Senin, 26 Februari 2018
Bacaan
Alkitab: Matius 19:16-19
Kata orang itu kepada-Nya: "Perintah yang mana?" Kata Yesus:
"Jangan membunuh, jangan berzinah, jangan mencuri, jangan mengucapkan
saksi dusta, hormatilah ayahmu dan ibumu dan kasihilah sesamamu manusia seperti
dirimu sendiri." (Mat 19:18-19)
Pornos dan Moichos (7): Salah Satu Perintah Allah
Bagian bacaan Alkitab kita pada hari
ini memang sengaja saya tidak ambil keseluruhan perikop, karena luasnya
pembahasan kita mengenai kata pornos dan
moichos. Perikop ini sebenarnya
berbicara tentang seorang yang datang kepada Tuhan Yesus dan bertanya,
“perbuatan baik apakah yang harus kuperbuat untuk memperoleh hidup yang kekal?”
(ay. 16). Tentu kalimat di atas bisa menjadi bahan ejekan bagi orang Kristen:
“Mau hidup kekal kok lewat perbuatan baik? Kalau mau hidup kekal ya percaya
saja sama Tuhan Yesus pasti selamat”.
Akan tetapi, menarik melihat jawaban
Tuhan Yesus bahwa Ia tidak menyalahkan orang tersebut yang bertanya demikian
kepada Tuhan Yesus. Tuhan bahkan tidak bilang kepada orang tersebut: “perbuatan
baik itu tidak bisa menyelamatkan, percaya saja kepada-Ku supaya selamat”.
Mengapa Tuhan Yesus tidak menyalahkan orang yang bertanya tersebut?
Setidaknya ada 2 kemungkinan:
Kemungkinan pertama, konteks masa itu adalah dimana Tuhan Yesus sedang
melakukan pelayanan-Nya. Ia belum mati di atas kayu salib. Oleh karena itu,
masa-masa itu adalah masa-masa transisi dari Perjanjian Lama (yaitu hukum
Taurat atau agama Yahudi) kepada Perjanjian Baru (yaitu kekristenan).
Kemungkinan pertama ini memperkirakan Tuhan Yesus masih memaklumi hidup orang
Yahudi pada waktu itu yang mencari hidup yang kekal melalui perbuatan baik.
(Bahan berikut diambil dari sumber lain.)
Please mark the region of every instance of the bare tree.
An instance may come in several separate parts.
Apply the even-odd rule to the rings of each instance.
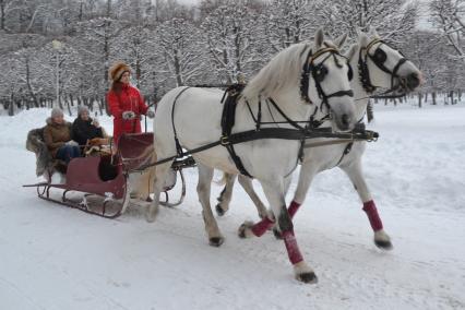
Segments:
[[[465,1],[433,0],[430,10],[433,23],[453,47],[453,56],[465,62]]]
Namun ada pula kemungkinan kedua, yaitu
bahwa perbuatan baik adalah bukti nyata dari iman yang benar. Alkitab berkata
bahwa iman tanpa perbuatan adalah mati (Yak 2:26). Jadi iman yang benar harus
terlihat dari perbuatan yang benar. Orang yang beriman dengan benar pasti juga
berbuat benar. Tidak mungkin orang yang memiliki iman yang benar kepada Tuhan,
tetapi hidupnya masih suka mencuri, merampok, membunuh, berzinah, dan lain
sebagainya. Iman yang benar pasti terwujud melalui karakter kehidupan yang
benar. Tetapi hal ini tentu tidak boleh dibalik, dalam artian hanya berusaha terlihat
baik dari luar tetapi hatinya busuk (seperti yang dilakukan oleh orang Farisi
dan ahli Taurat).
Dalam bahasa aslinya, kata “perbuatan
baik” adalah agathon (ἀγαθὸν) dari
akar kata agathos (ἀγαθός). Kata agathos ini adalah kata adjective (keterangan) yang tidak hanya bermakna good (baik) tetapi juga upright, honorable (jujur, tulus, lurus,
terhormat, luhur, mulia). Jadi kata agathos
di sini sebenarnya lebih tepat diterjemahkan “hal-hal yang baik” atau “kebaikan”
dan tidak hanya “perbuatan yang baik” saja. Orang tersebut sadar bahwa ia
merindukan hidup yang kekal, dan tentu untuk memperolehnya, ia harus melakukan
apa ayang baik. Orang tersebut hendak bertanya kepada Tuhan: “Kebaikan apakah
yang harus kulakukan supaya memperoleh hidup yang kekal Tuhan?”. Ia sadar bahwa
untuk memperoleh hidup yang kekal, harus ada suatu kebaikan yang sampai kepada
level berkenan kepada Tuhan, sampai kepada level yang sesuai dengan standar
Tuhan.
Kata “hidup yang kekal” dalam ayat ini menggunakan 2 kata, yaitu kata zóé (ζωή) dan aiónios (αἰώνιος). Kata zóé
di sini bermakna life (hidup), tetapi
berbeda dengan kata lain yaitu bios (βίος)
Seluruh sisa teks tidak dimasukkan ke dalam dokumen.